Researchers at the Stanford University School of Medicine have developed a new procedure to increase the length of human telomeres. This increases the number of times cells are able to divide, essentially making the cells many years younger. This not only has useful applications for laboratory work, but may point the way to treating various age-related disorders – or even muscular dystrophy.
Telomeres are the caps at the ends of our chromosomes that protect the DNA code of the genome.

Linked to aging and disease, they are 8,000 to 10,000 nucleotides long in young people, but this decreases as we age (a nucleotide is an organic molecule that is a subunit of nucleic acids DNA and RNA). The researchers have found a way to lengthen a telomere by 1,000 nucleotides, which Dr. Helen Brau, professor of microbiology and immunology at Stanford, says is the equivalent of "many years of human life."

Telomeres shorten each time a cell divides and at a certain point, when they reach a critical length, the cell can no longer divide and will die. Their limited lifespan means that growing cells in laboratories can be tricky, given there can only be so many cell doublings before they give up the ghost. Telomere function in humans has been linked to many diseases and they have been studied for decades, often in the hope of better understanding or delaying the aging process.

Cells treated with Stanford’s procedure multiply in a similar way to much younger cells, compared with untreated cells of the same age. According to the researchers, skin cells with telomeres lengthened by the procedure were able to divide around 28 more times than untreated cells, while muscle cells divided about three more times. With this new procedure, which uses modified RNA, many more cells can be easily generated for study and drug development or disease modeling.
The “modified messenger” RNA contains the coding sequence for the active component of telomerase, called TERT. Telomerase is the enzyme that rebuilds telomeres and stem cells, including those that give rise eggs and sperm, express the enzyme at a much higher rate than other kinds of cells. Essentially, the RNA is a kind of genetic carrier pigeon in that it carries instructions from the DNA’s genes to the cell’s protein-making areas. Interestingly, in previous work Dr Blau found that the muscle stem cells of boys with Duchenne muscular dystrophy had far shorter telomeres than those not suffering from the disease.

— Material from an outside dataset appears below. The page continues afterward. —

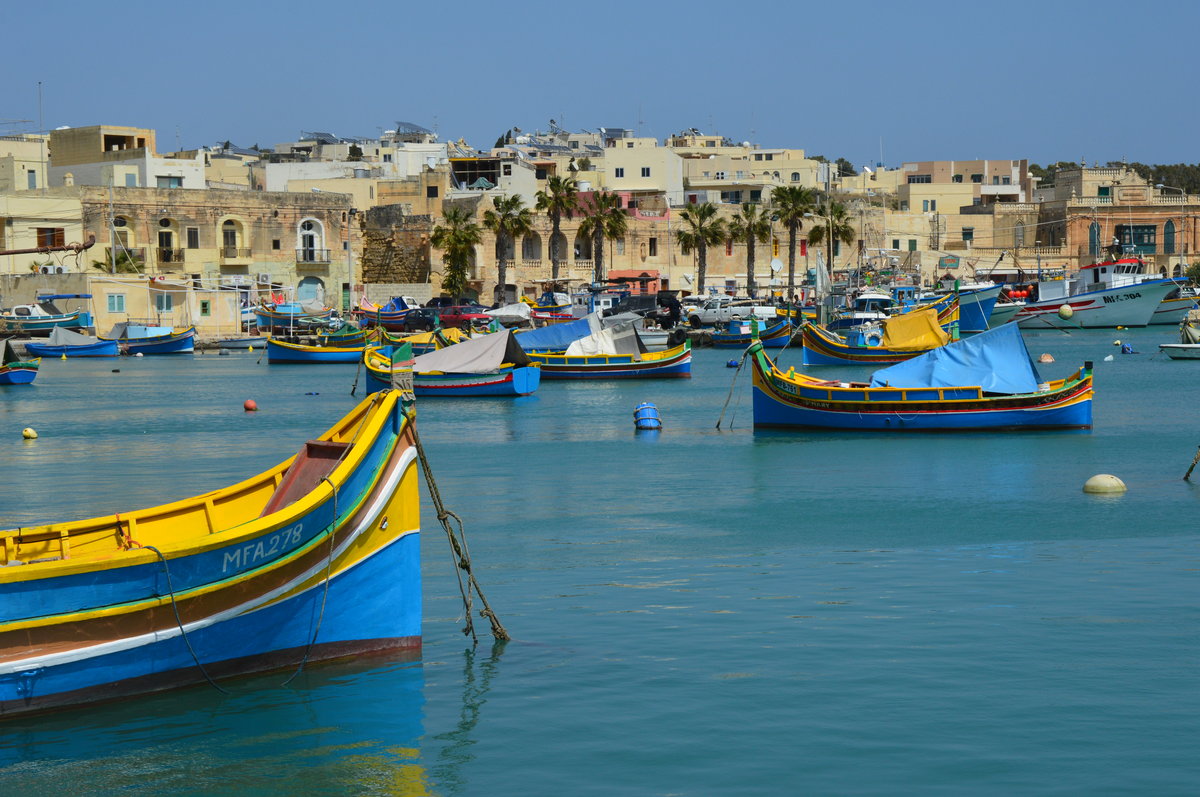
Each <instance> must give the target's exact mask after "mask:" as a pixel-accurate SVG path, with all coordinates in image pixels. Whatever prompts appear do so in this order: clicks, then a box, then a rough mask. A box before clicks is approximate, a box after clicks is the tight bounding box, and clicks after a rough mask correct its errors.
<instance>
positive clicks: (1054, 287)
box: [1016, 257, 1175, 329]
mask: <svg viewBox="0 0 1200 797" xmlns="http://www.w3.org/2000/svg"><path fill="white" fill-rule="evenodd" d="M1174 289H1175V283H1174V282H1172V281H1170V280H1162V278H1158V277H1154V276H1150V275H1146V274H1145V264H1144V263H1142V260H1141V258H1136V257H1128V258H1122V259H1120V260H1109V262H1105V263H1093V264H1092V265H1085V266H1084V268H1082V269H1080V270H1079V274H1078V275H1075V276H1073V277H1068V276H1066V275H1064V274H1063V275H1061V276H1060V278H1050V280H1045V278H1043V280H1039V281H1038V282H1037V296H1036V298H1032V299H1030V300H1027V301H1026V302H1025V306H1024V307H1022V308H1021V310H1020V311H1018V313H1016V323H1018V324H1020V325H1021V328H1022V329H1044V328H1045V326H1048V325H1050V326H1064V325H1069V326H1082V328H1085V329H1097V328H1105V326H1109V328H1111V326H1145V325H1147V324H1148V323H1150V319H1151V318H1152V317H1153V316H1154V311H1156V310H1158V306H1159V304H1162V301H1163V299H1164V298H1165V296H1166V294H1169V293H1170V292H1171V290H1174ZM1063 306H1067V307H1069V308H1070V312H1069V314H1068V313H1061V312H1060V311H1061V310H1062V307H1063Z"/></svg>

Although application of this RNA initially causes telomeres to lengthen, within 48 hours they once again begin to shorten as cells divide. This is a good thing, however, as cells that divide endlessly could pose a increased cancer risk if used in humans.
Just three applications of the modified RNA over a short space of days can increase telomere length in muscle and skin cells.

"Our technique is nonimmunogenic," said postdoctoral scholar John Ramunas. "Existing transient methods of extending telomeres act slowly, whereas our method acts over just a few days to reverse telomere shortening that occurs over more than a decade of normal aging. This suggests that a treatment using our method could be brief and infrequent."

Researchers are now testing the technique on other types cells and may try to treat accelerated aging disorders or target types of muscle cells in cases of Duchenne muscular dystrophy, or even heart disease.

The team's paper was recently published in FASEB Journal.